中央建設業審議会の「労務費の基準(標準労務費)に関するワーキンググループ(WG)」による標準労務費作成議論が本格化している。標準労務費とは、適正な労務費の確保と技能労働者に賃金として行き渡るための新ルール。今年6月に成立した改正建設業法(第3次担い手3法)で、国土交通省の審議会である中建審による、標準労務費の作成・勧告することが盛り込まれた。その結果事実上、国が労務費相場をつくるという、新たな時代が到来することになる。中建審WGは2025年11月ごろをめどに標準労務費を作成し中建審が勧告する予定だ。

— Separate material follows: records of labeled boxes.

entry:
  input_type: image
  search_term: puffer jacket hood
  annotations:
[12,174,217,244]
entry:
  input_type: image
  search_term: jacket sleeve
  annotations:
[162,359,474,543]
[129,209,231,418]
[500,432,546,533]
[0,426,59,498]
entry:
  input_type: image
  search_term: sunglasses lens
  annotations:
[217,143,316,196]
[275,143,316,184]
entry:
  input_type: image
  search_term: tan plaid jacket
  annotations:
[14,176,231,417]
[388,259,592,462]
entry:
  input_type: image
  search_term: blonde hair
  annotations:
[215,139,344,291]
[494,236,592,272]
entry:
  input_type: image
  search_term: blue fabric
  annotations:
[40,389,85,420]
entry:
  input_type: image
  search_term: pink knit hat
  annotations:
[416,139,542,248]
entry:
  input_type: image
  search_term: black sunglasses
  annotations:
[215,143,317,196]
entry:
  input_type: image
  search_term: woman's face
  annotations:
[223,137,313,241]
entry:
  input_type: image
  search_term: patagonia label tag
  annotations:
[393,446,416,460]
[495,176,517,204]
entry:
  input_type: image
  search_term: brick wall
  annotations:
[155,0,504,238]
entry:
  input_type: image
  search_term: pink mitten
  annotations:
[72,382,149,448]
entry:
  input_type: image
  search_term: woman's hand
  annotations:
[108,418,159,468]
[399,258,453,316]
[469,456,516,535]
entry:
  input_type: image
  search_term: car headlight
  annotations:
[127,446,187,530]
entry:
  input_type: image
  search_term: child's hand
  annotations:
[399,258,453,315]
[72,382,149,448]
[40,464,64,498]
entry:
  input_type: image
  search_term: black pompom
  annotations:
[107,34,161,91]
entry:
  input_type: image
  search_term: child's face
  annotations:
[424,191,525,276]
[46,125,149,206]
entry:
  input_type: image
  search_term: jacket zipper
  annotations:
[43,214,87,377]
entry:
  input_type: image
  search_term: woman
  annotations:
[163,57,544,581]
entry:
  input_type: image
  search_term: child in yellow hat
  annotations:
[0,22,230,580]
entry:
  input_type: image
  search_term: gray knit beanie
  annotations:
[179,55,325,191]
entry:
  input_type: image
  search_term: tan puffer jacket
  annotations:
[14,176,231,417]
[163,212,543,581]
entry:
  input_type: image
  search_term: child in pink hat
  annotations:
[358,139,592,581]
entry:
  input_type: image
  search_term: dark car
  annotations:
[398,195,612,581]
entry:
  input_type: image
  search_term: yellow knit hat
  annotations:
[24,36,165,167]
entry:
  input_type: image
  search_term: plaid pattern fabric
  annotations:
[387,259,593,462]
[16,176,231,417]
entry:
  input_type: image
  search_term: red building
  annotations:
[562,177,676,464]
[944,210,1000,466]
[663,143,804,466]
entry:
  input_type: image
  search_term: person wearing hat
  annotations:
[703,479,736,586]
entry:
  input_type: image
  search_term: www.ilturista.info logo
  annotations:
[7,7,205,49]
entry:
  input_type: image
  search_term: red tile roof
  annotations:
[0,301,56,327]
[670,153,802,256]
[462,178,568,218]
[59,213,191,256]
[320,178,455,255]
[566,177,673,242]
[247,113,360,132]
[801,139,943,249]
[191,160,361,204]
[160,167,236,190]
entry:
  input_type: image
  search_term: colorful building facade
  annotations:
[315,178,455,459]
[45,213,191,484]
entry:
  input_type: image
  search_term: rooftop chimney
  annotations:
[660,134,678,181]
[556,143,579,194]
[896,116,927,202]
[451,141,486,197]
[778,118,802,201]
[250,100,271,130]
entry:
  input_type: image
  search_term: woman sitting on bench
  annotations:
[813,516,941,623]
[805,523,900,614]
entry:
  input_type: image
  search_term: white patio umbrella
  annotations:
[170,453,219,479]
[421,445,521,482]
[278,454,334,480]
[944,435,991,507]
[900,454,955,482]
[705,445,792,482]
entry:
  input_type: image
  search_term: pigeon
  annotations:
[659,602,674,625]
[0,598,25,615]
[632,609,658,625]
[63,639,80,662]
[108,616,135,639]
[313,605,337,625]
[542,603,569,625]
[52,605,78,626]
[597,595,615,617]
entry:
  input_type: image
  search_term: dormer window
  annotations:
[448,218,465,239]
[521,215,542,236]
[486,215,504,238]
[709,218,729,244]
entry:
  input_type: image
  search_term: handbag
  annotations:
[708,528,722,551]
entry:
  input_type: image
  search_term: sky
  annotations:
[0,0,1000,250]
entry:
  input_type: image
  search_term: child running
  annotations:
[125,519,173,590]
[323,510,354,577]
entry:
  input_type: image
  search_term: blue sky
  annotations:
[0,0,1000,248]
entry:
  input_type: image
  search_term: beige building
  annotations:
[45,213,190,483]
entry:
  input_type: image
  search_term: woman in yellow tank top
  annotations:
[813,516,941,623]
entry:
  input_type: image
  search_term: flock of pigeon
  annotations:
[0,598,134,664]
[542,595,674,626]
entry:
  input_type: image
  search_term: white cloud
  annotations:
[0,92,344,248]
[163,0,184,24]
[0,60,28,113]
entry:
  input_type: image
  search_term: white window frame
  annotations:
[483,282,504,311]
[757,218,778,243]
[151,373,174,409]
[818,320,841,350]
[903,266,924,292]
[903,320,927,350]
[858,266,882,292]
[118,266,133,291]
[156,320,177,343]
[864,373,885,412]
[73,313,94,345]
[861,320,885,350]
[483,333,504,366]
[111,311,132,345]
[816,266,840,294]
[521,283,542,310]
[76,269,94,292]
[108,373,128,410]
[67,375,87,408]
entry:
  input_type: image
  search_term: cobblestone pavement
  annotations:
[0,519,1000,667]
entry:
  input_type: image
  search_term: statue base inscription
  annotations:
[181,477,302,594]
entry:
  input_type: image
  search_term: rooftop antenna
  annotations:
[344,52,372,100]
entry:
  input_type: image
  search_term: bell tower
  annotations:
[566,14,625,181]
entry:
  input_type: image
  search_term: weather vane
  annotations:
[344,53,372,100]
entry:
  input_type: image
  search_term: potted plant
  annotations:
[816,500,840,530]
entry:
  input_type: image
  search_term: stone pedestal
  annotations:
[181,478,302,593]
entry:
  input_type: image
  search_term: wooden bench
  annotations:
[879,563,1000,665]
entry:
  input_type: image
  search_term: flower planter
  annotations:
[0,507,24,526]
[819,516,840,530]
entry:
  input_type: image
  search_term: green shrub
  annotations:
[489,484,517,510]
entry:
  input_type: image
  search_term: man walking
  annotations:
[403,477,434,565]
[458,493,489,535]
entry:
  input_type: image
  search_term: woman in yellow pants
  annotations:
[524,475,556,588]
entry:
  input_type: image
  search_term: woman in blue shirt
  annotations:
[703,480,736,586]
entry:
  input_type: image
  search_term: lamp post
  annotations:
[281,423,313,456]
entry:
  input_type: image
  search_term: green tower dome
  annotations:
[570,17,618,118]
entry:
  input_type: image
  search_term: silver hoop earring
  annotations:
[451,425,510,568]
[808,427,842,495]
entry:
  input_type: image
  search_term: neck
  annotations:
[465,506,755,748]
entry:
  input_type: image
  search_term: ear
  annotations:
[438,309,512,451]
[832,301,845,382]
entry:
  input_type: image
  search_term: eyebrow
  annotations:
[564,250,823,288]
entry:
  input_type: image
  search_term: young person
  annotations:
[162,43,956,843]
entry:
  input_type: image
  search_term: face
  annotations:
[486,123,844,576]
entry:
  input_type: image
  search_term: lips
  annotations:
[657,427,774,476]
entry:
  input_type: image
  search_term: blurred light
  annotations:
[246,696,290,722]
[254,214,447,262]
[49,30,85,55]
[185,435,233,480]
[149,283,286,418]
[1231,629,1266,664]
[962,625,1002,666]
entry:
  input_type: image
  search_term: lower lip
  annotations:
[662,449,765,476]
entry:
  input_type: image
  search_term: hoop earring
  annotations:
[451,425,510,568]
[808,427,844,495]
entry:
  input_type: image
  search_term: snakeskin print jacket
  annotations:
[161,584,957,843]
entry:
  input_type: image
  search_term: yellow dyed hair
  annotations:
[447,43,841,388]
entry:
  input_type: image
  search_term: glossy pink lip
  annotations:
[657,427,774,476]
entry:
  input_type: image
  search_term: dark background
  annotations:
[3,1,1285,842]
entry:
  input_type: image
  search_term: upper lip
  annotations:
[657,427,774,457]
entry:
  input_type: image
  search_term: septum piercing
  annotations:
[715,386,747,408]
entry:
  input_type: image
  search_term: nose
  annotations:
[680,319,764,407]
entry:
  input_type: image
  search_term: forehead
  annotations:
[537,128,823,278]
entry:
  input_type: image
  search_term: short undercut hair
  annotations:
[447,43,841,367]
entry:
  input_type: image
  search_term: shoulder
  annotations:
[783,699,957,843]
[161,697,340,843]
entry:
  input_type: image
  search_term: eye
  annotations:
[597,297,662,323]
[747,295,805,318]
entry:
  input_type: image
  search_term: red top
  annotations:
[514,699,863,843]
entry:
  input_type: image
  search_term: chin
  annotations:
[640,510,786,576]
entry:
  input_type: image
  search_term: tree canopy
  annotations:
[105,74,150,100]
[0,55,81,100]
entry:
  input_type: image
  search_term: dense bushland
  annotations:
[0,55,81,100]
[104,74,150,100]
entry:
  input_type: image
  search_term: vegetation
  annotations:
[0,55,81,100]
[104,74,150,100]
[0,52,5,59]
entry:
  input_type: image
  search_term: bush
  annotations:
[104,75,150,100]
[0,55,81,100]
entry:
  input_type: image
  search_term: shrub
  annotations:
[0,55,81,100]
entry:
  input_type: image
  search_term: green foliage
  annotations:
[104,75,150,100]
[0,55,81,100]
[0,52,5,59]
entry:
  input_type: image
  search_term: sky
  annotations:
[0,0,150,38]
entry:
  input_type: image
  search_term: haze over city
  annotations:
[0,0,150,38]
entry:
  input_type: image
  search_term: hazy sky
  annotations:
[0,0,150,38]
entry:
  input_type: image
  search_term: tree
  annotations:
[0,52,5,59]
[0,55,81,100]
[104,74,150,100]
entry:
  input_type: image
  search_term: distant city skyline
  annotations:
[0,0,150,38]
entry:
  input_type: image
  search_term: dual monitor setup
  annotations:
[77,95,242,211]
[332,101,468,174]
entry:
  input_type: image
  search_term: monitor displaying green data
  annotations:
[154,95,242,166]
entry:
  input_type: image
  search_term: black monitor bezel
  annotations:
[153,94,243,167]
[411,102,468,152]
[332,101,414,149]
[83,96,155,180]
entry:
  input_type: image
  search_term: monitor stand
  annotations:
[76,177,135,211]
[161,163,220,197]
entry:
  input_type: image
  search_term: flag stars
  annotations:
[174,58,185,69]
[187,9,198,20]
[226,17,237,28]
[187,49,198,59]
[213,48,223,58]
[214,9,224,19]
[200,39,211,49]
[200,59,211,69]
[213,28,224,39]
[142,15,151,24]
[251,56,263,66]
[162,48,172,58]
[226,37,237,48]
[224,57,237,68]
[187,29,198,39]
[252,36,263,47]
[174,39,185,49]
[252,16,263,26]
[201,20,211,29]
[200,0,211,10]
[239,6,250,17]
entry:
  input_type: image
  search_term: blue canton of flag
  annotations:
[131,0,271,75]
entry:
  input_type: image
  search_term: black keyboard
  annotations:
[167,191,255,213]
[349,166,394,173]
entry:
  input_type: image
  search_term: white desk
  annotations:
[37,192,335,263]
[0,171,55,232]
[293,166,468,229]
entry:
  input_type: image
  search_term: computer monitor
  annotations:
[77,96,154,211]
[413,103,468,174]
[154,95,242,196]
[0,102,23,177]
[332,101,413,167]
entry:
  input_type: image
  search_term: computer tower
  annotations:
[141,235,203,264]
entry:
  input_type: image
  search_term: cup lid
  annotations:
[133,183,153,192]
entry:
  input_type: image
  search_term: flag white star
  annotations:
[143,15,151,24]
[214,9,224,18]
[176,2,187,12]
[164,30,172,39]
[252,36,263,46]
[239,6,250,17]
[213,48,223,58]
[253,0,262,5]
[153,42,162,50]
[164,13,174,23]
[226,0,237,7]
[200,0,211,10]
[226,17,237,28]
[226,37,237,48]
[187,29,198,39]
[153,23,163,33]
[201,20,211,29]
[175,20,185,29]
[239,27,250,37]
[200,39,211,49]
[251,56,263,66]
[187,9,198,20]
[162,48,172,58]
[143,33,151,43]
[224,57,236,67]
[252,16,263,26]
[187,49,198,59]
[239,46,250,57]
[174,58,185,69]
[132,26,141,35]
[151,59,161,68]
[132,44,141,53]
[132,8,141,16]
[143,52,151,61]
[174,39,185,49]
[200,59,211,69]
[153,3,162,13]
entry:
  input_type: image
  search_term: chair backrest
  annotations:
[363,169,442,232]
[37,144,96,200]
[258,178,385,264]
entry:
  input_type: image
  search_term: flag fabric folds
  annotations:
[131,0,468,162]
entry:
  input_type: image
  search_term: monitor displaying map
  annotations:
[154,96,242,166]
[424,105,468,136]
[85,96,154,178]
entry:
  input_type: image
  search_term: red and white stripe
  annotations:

中建審WGは9月10日に発足、11月6日に第2回会合が開かれ、標準労務費の実効性確保の取り組み方向性案について議論した。WGは多様な視点と論点で議論するため多様な立場からメンバーが参加している。一方でWGとは別組織で並行して職種別に標準労務費議論も開始した。具体的には職種別業界団体と意見交換するもので、「鉄筋」と「型枠」から議論を始める。また特殊性が指摘されている「住宅分野」も別途、標準労務費適用へ向けた課題を整理していく予定だ。
これまで元請け、協力企業ともにこれまでの商慣習だった「材工一式」契約のなかで、一般管理費などの経費確保に比較的固執してこなかった側面もあった。国による労務費相場実現へ向け、「材工分離」契約で浮上するさまざまな経費と歩掛かり確保の必要性が出てきそうだ。